PLASA managing director Peter Heath provides an update on the impact the EU’s proposed Ecodesign Lighting regulations following the release of the third draft.

For many people working in entertainment lighting, 2018 has been the year of the European Union’s proposed Ecodesign Lighting regulations. Since alerting its members to the issue in November 2017, PLASA has been working alongside other trade organisations to ensure the lighting industry’s voice is heard before the new regulations are finalised.

For those involved with many areas of entertainment lighting (theatres, concerts, festivals, events, exhibitions, theme parks, film, television), a serious issue was that the current regulations (principally EU1194/2012) contains a clear exemption for ‘studio lighting, show effect lighting, theatre lighting’ – but was gone from the first draft of the replacement regulation, intended to start in September 2020. At the same time, the draft also proposed much stricter efficiency standards for when a lighting fixture was both active (emitting light) and on standby (not emitting light).

While the regulation wouldn’t have banned the use of existing equipment it would have prevented the ‘placing on the market’ of non-compliant light sources, and so would have very quickly ended the supply of all tungsten lamps, since none could have met the efficiency standards, and of many other complete entertainment lighting fixtures including very recent LED fixtures.

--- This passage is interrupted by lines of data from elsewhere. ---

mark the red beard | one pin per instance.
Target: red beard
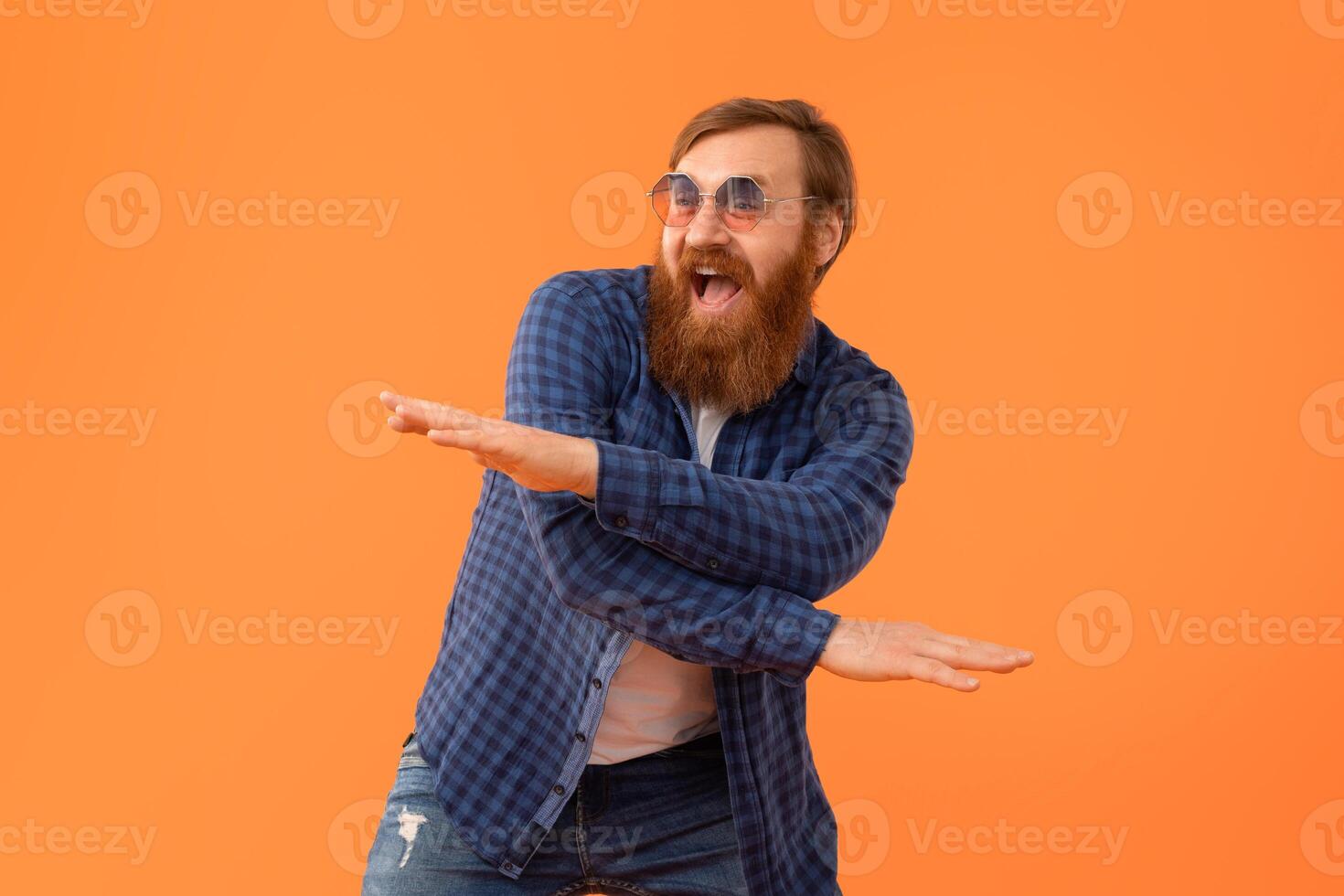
(737, 360)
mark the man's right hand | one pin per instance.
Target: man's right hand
(883, 650)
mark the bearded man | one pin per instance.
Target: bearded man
(688, 463)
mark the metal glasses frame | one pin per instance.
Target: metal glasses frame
(714, 195)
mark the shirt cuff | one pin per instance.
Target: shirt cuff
(628, 486)
(792, 638)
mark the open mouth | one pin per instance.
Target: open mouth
(714, 292)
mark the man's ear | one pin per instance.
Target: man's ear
(827, 235)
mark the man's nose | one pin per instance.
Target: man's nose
(706, 228)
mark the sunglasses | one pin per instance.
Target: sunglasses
(740, 202)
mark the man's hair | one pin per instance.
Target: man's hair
(827, 165)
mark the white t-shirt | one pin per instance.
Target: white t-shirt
(655, 700)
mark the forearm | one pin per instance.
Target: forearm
(691, 617)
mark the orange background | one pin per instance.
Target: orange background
(500, 137)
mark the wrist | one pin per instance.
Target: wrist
(585, 480)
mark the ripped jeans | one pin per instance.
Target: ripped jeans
(656, 825)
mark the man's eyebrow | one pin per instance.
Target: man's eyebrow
(760, 179)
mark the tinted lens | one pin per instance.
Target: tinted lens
(741, 203)
(675, 199)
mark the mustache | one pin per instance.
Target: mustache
(728, 265)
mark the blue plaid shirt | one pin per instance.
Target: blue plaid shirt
(720, 567)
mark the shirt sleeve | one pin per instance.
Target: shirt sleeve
(809, 534)
(560, 379)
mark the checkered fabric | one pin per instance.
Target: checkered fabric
(720, 566)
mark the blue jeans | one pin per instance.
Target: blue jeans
(656, 825)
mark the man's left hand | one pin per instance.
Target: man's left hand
(534, 458)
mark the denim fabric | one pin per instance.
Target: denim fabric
(720, 566)
(657, 825)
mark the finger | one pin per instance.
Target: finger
(437, 417)
(1019, 656)
(966, 656)
(934, 672)
(391, 400)
(468, 440)
(402, 425)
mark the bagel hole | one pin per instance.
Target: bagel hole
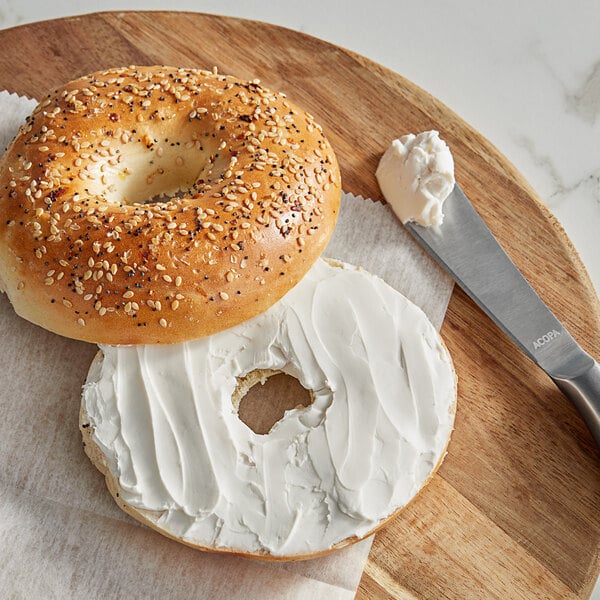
(263, 397)
(154, 173)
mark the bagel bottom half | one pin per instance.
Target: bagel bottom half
(161, 422)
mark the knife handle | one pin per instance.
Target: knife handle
(584, 391)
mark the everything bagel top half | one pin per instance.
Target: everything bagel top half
(244, 190)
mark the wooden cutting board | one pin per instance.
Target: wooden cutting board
(514, 510)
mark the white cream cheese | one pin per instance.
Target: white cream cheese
(416, 175)
(383, 410)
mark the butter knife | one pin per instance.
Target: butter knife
(465, 247)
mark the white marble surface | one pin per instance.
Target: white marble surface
(525, 74)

Reacting to this, several trade organisations including PLASA, ASPEC, VPLT in Germany and OETHG in Austria, as well as user organisations such as the ALD, the IALD, the SLF from Sweden, STEPP from Belgium, and others started collaborating as the European Entertainment Ecodesign Coalition (EEEC) to raise awareness of the issue. With the assistance of Brussels-based organisation ‘Pearle Live Performance Europe’, contact was made with the EU Director General (DG) Energy team responsible for crafting the regulations.

Draft exemptions
After a productive meeting between lighting industry representatives and the DG Energy in May, considerable progress was made and in the next draft of the regulations, issued in June, entertainment lighting no longer faced a ‘doomsday scenario’. The draft included exemptions for the majority of the tungsten and arc lamp types in common use for performance lighting, and for ‘colour tuneable’ (principally additive colour mixing LED with at least red/green/blue sources) lighting fixtures. It also clarified that the efficiency requirements were for light sources in isolation rather than when part of a complete lighting fixture, and pushed the start date back to September 2021.

That draft did, however, contain several problematic issues. These include a requirement to use less than 0.5W of power when in standby, defined as not emitting light, which entertainment fixtures can’t achieve because they have to be constantly processing incoming control data ready to react instantly. The inability of high-output white LED fixtures (greater than approx 180W) to hit the efficiency standards, since LED sources become less efficient at higher powers and physically larger light sources become less efficient generally, neither of which are allowed for in the EU’s efficiency calculations. The definition of green for colour-tuneable fixtures, which excludes the peak area of green light. And a number of specialist tungsten and fluorescent lamps for which suitable LED equivalents are not available.

The EEEC have been trying to address these issues since June, but the same problems remain in the third and presumed final draft of the regulations, issued in October. Now, however, government departments responsible for ecodesign in each EU country have a chance to comment on the regulations – and ideally that department in each country would be briefed on the issues. This has happened or is happening in some key countries, but the EEEC is urging manufacturers or organisations across Europe to identify and contact their government department and ensure that this issue has been raised – and to do so now, since discussions will end in mid-December.